We took independent advice from one of our GP advisers. They said that Mr C did not constitute an emergency case, and that the first GP had acted appropriately by not admitting him to hospital. The second GP had not followed procedure in arranging Mr C's admission for treatment which meant that Mr C had an unreasonable expectation of what the first GP should have done. We found that the first GP had acted reasonably and in line with the board's policies in the care and treatment he had provided. Therefore, we did not uphold Mr C's complaint.

  • Case ref:
    201404508
  • Date:
    October 2015
  • Body:
    A Medical Practice in the Tayside NHS Board area
  • Sector:
    Health
  • Outcome:
    Some upheld, no recommendations
  • Subject:
    clinical treatment / diagnosis

Summary

Mr C complained that there was a delay in his GP practice diagnosing him with skin cancer.
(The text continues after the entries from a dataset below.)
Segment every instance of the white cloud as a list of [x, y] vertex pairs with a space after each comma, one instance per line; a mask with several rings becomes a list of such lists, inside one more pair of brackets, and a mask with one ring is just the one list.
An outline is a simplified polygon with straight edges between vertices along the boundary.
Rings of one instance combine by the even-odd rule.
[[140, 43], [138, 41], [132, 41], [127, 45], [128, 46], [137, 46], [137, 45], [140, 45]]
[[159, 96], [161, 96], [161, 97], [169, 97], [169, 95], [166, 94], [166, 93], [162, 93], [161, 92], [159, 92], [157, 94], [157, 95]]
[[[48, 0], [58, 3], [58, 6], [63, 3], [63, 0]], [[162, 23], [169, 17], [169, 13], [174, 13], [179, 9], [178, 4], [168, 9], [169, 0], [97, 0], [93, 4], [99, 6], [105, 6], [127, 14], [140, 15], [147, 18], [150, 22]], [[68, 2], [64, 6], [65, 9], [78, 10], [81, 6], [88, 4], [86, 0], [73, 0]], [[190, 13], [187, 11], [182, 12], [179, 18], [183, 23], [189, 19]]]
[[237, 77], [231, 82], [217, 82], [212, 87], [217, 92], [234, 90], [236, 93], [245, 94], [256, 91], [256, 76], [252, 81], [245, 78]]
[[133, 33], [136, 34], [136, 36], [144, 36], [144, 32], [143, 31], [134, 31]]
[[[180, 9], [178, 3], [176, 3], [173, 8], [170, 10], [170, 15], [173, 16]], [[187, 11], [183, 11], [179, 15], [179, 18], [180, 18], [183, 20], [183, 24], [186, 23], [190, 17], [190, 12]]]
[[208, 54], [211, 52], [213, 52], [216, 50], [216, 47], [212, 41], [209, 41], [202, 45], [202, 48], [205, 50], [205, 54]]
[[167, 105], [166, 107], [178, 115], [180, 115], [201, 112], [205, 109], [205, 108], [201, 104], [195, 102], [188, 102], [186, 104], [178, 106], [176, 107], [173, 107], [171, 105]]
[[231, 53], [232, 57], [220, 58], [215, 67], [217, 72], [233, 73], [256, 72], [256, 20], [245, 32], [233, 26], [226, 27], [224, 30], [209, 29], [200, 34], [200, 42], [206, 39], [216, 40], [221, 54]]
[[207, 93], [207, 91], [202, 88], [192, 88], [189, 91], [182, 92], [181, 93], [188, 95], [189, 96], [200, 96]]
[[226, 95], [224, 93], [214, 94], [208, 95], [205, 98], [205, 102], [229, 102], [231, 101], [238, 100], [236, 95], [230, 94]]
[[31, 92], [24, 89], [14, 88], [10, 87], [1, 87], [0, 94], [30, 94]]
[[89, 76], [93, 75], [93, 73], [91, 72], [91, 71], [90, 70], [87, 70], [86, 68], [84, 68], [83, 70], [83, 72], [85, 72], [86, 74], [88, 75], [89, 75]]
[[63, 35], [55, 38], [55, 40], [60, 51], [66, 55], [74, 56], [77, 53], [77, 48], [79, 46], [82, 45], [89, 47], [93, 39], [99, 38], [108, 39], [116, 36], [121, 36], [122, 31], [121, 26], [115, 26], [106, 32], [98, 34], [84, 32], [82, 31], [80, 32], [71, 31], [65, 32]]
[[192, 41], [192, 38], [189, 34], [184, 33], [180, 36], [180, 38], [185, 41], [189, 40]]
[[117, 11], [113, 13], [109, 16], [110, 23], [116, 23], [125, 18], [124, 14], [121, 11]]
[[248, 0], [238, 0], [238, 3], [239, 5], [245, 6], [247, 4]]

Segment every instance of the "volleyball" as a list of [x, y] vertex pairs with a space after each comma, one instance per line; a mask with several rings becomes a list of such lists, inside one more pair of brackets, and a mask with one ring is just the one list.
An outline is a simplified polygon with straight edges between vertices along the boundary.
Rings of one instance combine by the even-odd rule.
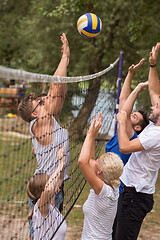
[[102, 21], [96, 14], [86, 13], [78, 19], [77, 29], [84, 37], [93, 38], [100, 33]]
He also said that they did not take his concerns seriously and that there was a delay in him receiving medication for nerve damage.

We took independent advice from one of our medical advisers who is a GP and found that the GP practice provided Mr C with a reasonable standard of treatment, making referrals to hospital specialists based on his symptoms. Whilst we were critical that Mr C could have been referred to a dermatology specialist sooner, this was not a significant delay. Furthermore, we did not consider it had any material impact on the time it would have taken for him to be seen. In addition, there was evidence to show that reasonable attempts were made by the GP practice to communicate with Mr C following his surgery. Although the GP practice apologised for the delay in giving Mr C his medication, we found that they were not entirely at fault. However, we upheld Mr C's complaint that the GP practice did not provide him with appropriate explanations about the reasons for the delay in prescribing his medication.